Streptokokken: Antibiotika sind bei Angina fast immer sinnlos

Autor: Dr. Dorothea Ranft

Antibiotika verkürzen die Beschwerdedauer nur geringfügig. © iStock/g-stockstudio

Einige Ärzte verordnen bei Halsschmerzen noch immer fleißig Antibiotika, ohne überhaupt auf Bakterien getestet zu haben. Dabei nutzen die Keimkiller sogar dann kaum, wenn nachweislich Streptokokken am Werk sind.

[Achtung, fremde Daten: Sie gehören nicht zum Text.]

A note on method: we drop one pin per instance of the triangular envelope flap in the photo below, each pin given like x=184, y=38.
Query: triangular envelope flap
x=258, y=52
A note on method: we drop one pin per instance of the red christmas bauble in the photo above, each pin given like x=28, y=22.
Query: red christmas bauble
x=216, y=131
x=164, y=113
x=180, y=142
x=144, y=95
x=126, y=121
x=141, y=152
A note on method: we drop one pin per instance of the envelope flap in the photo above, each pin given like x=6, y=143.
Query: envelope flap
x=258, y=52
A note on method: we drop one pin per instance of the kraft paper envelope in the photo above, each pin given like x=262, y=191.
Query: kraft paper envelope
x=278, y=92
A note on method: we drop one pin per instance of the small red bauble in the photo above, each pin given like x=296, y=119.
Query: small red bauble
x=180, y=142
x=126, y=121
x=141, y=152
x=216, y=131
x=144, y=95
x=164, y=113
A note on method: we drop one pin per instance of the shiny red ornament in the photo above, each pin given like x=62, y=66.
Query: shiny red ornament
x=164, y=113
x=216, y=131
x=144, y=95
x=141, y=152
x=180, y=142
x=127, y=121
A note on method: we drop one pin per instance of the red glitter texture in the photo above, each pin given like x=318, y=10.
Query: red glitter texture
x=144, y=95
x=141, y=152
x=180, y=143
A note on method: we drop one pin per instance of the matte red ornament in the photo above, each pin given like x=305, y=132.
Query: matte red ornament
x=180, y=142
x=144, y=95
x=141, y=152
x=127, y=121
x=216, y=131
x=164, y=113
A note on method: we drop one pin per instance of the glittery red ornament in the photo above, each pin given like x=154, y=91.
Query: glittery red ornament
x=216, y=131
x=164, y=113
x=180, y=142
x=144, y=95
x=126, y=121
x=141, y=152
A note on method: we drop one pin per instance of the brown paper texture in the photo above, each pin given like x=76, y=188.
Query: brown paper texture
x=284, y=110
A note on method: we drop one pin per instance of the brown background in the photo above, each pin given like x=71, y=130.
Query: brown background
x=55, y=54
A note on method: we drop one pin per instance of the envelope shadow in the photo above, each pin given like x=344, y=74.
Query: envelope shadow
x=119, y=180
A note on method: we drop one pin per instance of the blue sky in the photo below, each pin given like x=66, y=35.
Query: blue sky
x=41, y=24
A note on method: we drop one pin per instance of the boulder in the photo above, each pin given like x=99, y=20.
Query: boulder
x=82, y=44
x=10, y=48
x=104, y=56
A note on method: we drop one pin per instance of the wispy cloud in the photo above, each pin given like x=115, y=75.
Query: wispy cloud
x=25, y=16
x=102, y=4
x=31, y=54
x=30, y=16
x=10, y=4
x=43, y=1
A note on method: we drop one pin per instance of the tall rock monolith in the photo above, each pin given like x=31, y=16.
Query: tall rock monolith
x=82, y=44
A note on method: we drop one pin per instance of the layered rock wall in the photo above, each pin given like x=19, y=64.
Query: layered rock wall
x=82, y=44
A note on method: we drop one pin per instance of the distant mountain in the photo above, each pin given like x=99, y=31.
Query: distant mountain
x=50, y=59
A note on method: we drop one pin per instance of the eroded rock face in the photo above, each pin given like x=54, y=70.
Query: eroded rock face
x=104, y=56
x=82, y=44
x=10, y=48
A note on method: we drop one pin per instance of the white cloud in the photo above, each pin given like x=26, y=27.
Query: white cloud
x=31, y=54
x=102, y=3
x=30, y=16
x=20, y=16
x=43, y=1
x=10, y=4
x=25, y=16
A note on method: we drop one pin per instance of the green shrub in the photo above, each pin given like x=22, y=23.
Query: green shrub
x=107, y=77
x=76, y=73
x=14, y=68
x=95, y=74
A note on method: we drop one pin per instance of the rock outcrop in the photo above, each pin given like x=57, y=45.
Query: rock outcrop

Bei Halsschmerzen gilt es zunächst, zwischen einer Streptokokken-Angina und anderen Ursachen, insbesondere den wesentlich häufigeren viralen Infek­tionen, zu unterscheiden. Auf einzelne Symptome ist hier kein Verlass. Das Team um Yael Hofmann von der Medizinischen Universitätsklinik und Infektiologie/Spitalhygiene am Kantonsspital Baselland in Bruderholz, Basel, empfiehlt deshalb, die Wahrscheinlichkeit der bakteriellen Erkrankung anhand des McIsaac-Scores abzuschätzen (s. Kasten).

McIsaac-Score

  • Fieber > 38 °C: 1 Punkt
  • Tonsillen-Rötung mit/ohne Beläge: 1 Punkt
  • Zervikale Lymphadenopathie: 1 Punkt
  • Fehlender Husten: 1 Punkt
  • Alter: 3–14 Jahre: 1 Pkt., 15–44 Jahre: 0 Pkt., ab 45 Jahre: -1 Pkt.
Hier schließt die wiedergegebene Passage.